In December 1954, during the period of McCarthyism in the United States, Ladejinsky was the central figure in a highly public incident which aroused furor among liberals in Congress and was resolved by the intervention of the White House (Schrecker 1998). Ladejinsky, although an anti-communist New Deal democrat, was blacklisted by several conservative groups (Manchester 1978). While working as an agricultural attaché in Tokyo, his position was transferred from the Department of State to the Department of Agriculture's jurisdiction. Soon thereafter, his security clearance was revoked, and he was fired by Secretary of Agriculture Ezra Taft Benson, who considered Ladejinsky a major "security risk" despite admitting a lack of hard evidence against him (Sachar 1992). A public statement charged that Ladejinsky "required clearance from the Communist Party" to work for the Moscow and New York based Amtorg Trading Corporation, for whom he served briefly as a translator in 1930. At that time, he also had three sisters still living in Soviet Russia, which was cited as making him "subject to coercion". The final charge was that Ladejinsky had been a member of two Communist front organizations, including the Washington Committee for Democratic Action (Eisenhower 1996).

The result was a public outcry. Members of the press repeatedly questioned President Eisenhower regarding the Ladejinsky case at a news conference held on January 12, 1955, particularly focusing on the fact that Ladejinsky was almost immediately chosen by Harold Stassen at the Foreign Operations Administration to direct the land reform program in South Vietnam, giving him full security clearance in order to fill a position even more sensitive than his previous one (Schrecker 1998; Back To Work 1955).

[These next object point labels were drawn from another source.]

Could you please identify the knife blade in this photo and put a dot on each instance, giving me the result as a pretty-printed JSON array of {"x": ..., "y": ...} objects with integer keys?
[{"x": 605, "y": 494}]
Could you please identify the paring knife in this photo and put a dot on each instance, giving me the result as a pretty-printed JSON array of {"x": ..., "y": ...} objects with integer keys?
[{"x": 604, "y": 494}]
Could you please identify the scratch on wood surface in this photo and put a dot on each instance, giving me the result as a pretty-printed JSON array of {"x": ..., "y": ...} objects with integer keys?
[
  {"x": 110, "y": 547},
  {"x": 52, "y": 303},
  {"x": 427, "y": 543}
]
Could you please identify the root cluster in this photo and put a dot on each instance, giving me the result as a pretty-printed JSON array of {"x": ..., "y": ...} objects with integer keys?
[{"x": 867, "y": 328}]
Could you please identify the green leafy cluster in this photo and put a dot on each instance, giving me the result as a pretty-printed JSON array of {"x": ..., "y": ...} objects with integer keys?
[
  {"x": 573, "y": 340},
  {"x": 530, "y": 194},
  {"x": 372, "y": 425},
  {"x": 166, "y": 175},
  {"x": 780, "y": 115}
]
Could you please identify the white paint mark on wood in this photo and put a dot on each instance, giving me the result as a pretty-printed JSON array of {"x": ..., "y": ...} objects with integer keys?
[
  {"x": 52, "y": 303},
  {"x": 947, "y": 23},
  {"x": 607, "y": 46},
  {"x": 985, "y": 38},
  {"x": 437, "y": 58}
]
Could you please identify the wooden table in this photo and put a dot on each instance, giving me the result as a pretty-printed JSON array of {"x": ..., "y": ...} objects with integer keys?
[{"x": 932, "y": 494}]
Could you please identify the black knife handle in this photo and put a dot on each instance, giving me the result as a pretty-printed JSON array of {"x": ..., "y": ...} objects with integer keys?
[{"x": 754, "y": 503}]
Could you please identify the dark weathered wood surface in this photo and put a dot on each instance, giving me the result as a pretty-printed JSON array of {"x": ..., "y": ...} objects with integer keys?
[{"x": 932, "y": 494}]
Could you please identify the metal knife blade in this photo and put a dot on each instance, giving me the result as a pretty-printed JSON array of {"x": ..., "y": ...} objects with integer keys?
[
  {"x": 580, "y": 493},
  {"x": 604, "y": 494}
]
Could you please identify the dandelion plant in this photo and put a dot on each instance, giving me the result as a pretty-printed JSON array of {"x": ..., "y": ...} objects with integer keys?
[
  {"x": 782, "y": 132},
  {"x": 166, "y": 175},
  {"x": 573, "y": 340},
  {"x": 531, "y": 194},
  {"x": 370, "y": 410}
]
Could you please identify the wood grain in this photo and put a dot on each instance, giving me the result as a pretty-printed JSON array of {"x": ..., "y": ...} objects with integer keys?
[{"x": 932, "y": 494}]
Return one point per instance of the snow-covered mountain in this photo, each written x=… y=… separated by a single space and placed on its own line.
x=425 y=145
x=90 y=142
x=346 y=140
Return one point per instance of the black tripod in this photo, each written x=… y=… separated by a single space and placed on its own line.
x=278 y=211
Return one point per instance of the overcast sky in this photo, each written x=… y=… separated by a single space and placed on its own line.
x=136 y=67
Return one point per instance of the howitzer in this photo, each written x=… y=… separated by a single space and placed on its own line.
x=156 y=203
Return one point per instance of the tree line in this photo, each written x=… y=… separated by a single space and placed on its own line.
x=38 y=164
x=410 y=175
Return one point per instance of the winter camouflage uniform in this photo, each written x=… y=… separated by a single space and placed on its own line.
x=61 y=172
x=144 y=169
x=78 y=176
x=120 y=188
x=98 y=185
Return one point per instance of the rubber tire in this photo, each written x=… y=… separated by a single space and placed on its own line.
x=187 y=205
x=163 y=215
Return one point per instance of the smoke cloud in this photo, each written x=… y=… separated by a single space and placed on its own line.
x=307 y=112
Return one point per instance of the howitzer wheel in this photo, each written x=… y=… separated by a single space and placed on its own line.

One quoted Benson as having "branded Ladejinsky flatly as a member of two Communist front organizations, and as an economist analyst, and investigator for Amtorg, the Russian trading agency" (Woolley & Peters 2007b). John Allison, the U.S. Ambassador to Japan, protested the firing. Author James Michener wrote a letter to the New York Times stating "It is precisely as if Richard Nixon and Adlai Stevenson were to be charged with subversion. Mr. Ladejinsky is known throughout Asia as Communism's most implacable and efficient foe, by encouraging socialism instead."